Hello,
I have 3D CT images (and the corresponding segmentation masks), from each of which I would like to retrieve a variable number of 3D patches, centered around a ROI (based on the labels of the segmentation masks).
I would like to train on these patches at random, independently of which CT they came from (i.e. shuffle
in the DataLoader
should be True
).
For this purpose, the Dataset
's __getitem__
should give me a single patch
+ patch_mask
pair.
I can do this by loading the same full_size CT image every time I want to crop a patch from it, like so:
class myDataset(Dataset):
def __init__(self, df, size):
# df is a dataframe with the paths to the full-size CT's and masks, like so:
# index | ID | ID_mask | label
# 0 'path_to_CT1' 'path_to_CT1_mask' 1
# 1 'path_to_CT1' 'path_to_CT1_mask' 2
# 2 'path_to_CT2' 'path_to_CT2_mask' 1
# 3 'path_to_CT2' 'path_to_CT2_mask' 2
# 4 'path_to_CT2' 'path_to_CT2_mask' 3
# 5 'path_to_CT2' 'path_to_CT2_mask' 4
# 6 'path_to_CT3' 'path_to_CT3_mask' 1
# ... .... .... ....
self.df = df
self.size = size # size of the patches
def __len__(self):
return len(self.df)
def __getitem__(self, idx):
path_to_CT = self.df.at[idx,'ID']
path_to_CT_mask = self.df.at[idx,'ID_mask']

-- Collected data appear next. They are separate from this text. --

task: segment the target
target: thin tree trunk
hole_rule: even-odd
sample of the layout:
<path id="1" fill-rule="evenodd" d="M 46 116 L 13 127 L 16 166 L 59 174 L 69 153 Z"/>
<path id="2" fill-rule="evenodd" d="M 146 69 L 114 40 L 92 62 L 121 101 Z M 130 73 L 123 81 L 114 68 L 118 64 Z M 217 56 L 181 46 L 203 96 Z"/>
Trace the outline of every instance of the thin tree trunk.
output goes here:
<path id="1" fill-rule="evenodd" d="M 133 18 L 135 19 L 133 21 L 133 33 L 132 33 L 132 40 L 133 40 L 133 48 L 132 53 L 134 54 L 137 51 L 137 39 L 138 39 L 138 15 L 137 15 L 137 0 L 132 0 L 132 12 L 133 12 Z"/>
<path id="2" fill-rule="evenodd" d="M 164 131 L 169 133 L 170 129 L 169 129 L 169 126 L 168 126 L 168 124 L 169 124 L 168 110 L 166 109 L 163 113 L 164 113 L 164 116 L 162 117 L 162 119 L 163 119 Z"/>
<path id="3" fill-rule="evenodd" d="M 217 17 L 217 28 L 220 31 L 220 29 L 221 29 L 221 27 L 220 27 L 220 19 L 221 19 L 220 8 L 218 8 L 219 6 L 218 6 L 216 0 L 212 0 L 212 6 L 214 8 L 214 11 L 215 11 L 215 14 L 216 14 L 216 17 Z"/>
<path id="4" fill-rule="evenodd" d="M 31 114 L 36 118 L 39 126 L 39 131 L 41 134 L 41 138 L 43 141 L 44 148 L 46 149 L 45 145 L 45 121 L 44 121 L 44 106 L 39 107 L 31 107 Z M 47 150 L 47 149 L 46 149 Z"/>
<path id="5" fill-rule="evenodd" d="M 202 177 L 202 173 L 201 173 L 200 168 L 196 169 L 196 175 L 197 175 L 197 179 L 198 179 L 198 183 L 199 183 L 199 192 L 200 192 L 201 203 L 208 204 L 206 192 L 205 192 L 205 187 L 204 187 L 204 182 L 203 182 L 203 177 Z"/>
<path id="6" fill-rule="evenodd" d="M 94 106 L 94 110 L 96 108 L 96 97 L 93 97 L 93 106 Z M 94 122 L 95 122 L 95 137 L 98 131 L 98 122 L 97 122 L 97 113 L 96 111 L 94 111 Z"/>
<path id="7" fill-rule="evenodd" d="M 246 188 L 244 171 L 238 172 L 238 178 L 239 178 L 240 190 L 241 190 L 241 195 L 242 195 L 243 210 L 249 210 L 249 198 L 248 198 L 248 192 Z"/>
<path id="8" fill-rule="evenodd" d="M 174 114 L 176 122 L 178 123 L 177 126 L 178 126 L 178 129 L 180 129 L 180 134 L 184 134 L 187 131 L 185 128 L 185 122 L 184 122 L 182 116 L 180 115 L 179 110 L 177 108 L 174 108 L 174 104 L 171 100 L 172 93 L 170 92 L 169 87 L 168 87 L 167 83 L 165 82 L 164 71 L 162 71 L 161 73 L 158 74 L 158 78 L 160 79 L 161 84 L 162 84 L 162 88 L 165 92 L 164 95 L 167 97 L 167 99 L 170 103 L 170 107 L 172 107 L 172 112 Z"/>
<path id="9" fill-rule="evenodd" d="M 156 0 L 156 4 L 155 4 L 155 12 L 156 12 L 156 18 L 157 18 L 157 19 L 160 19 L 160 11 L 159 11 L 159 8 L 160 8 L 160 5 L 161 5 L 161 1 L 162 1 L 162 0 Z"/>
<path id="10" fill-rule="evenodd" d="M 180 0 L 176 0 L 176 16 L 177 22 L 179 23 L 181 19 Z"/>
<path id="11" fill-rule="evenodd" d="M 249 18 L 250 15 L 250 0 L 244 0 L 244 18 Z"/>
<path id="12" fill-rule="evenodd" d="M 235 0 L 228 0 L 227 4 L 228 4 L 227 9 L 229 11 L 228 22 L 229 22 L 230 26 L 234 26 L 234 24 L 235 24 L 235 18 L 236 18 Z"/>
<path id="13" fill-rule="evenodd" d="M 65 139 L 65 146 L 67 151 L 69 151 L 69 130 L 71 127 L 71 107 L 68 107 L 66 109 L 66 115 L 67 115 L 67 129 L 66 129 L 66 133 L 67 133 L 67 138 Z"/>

CT = sitk.ReadImage(path_to_CT) # loads entire CT (512x512x512)
CT_mask = sitk.ReadImage(path_to_CT_mask) # loads entire CT_mask (512x512x512)
label = self.df.at[idx,'label']
# crop a single patch + patch mask around label (ROI) of size e.g. 128x128x128
patch, patch_mask = crop_roi(CT, CT_mask , label, self.size)
return {'imgs': patch, 'masks': patch_mask}
I can also retrieve all of the patches from the same CT at once and store them for example in a dictionary in the __init__
and then access them in the next __getitem__
. However, this would either force me to go through all of the patches in order (with no shuffle) or store all of the patches of all of the CT’s in a dictionary which doesn’t work well in terms of memory.
I’ve read in a previous post that I can “stack the crops into the batch dimension”. I’ve tried it, but because I have a variable number of patches per image, I don’t think it works.
My question: is there a way to avoid loading the same CT every time I need a patch from it (considering that the number of patches of each CT can be up to 150)?